The following very recent telegram shows that also in France duels are humanely stopped as soon as they approach the (French) danger-point:
(R
EUTER’S
T
ELEGRAM
.)

PARIS, March 5.

The duel between Colonels Henry and Picquart took place this morning in the Riding School of the Ecole Militaire, the doors of which were strictly guarded in order to prevent intrusion. The combatants, who fought with swords, were in position at ten o’clock.
At the first re-engagement Lieut.-Colonel Henry was slightly scratched in the forearm, and just at the same moment his own blade appeared to touch his adversary’s neck. Senator Ranc, who was Colonel Picquart’s second, stopped the fight, but as it was found that his principal had not been touched, the combat continued. A very sharp encounter ensued, in which Colonel Henry was wounded in the elbow, and the duel then terminated.
After which, the stretcher and the band. In lurid contrast with this delicate flirtation, we have this fatal duel of day before yesterday in Italy, where the earnest Austrian duel is in vogue. I knew Cavallotti slightly, and this gives me a sort of personal interest in his duel. I first saw him in Rome several years ago. He was sitting on a block of stone in the Forum, and was writing something in his note-book—a poem or a challenge, or something like that—and the friend who pointed him out to me said, “That is Cavallotti—he has fought thirty duels; do not disturb him.” I did not disturb him.

May 13, 1907
. It is a long time ago. Cavallotti—poet, orator, satirist, statesman, patriot—was a great man, and his death was deeply lamented by his countrymen—many monuments to his memory testify to this. In his duels he killed several of his antagonists and disabled the rest. By nature he was a little irascible. Once when the officials of the library of Bologna threw out his books the gentle poet went up there and challenged the whole fifteen! His parliamentary duties were exacting, but he proposed to keep coming up and fighting duels between trains until all those officials had been retired from the activities of life. Although he always chose the sword to fight with, he had never had a lesson with that weapon. When game was called he waited for nothing, but always plunged at his opponent and rained such a storm of wild and original thrusts and whacks upon him that the man was dead or crippled before he could bring his science to bear. But his latest antagonist discarded science, and won. He held his sword straight forward like a lance when Cavallotti made his plunge—with the result that he impaled himself upon it. It entered his mouth and passed out at the back of his neck. Death was instantaneous.

Tuesday, January 23, 1906

About the meeting at Carnegie Hall, in interest of Booker Washington’s Tuskegee Institute—Leads up to unpleasant political incident which happened to Mr. Twichell.
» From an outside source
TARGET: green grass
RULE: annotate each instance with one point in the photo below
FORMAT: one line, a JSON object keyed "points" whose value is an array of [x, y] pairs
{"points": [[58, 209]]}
There was a great mass meeting at Carnegie Hall last night, in the interest of Booker Washington’s Tuskegee Educational Institute in the South, and the interest which New York people feel in that Institute was quite manifest, in the fact that although it was not pleasant weather
there were three thousand people inside the hall and two thousand outside, who were trying to get in when the performances were ready to begin at eight o’clock. Mr. Choate presided, and was received with a grand welcome when he marched in upon the stage. He is fresh from his long stay in England, as our Ambassador, where he won the English people by the gifts of his heart, and won the royalties and the Government by his able diplomatic service, and captured the whole nation with his fine and finished oratory. For thirty-five years Choate has been the handsomest man in America. Last night he seemed to me to be just as handsome as he was thirty-five years ago, when I first knew him. And when I used to see him in England, five or six years ago, I thought him the handsomest man in that country.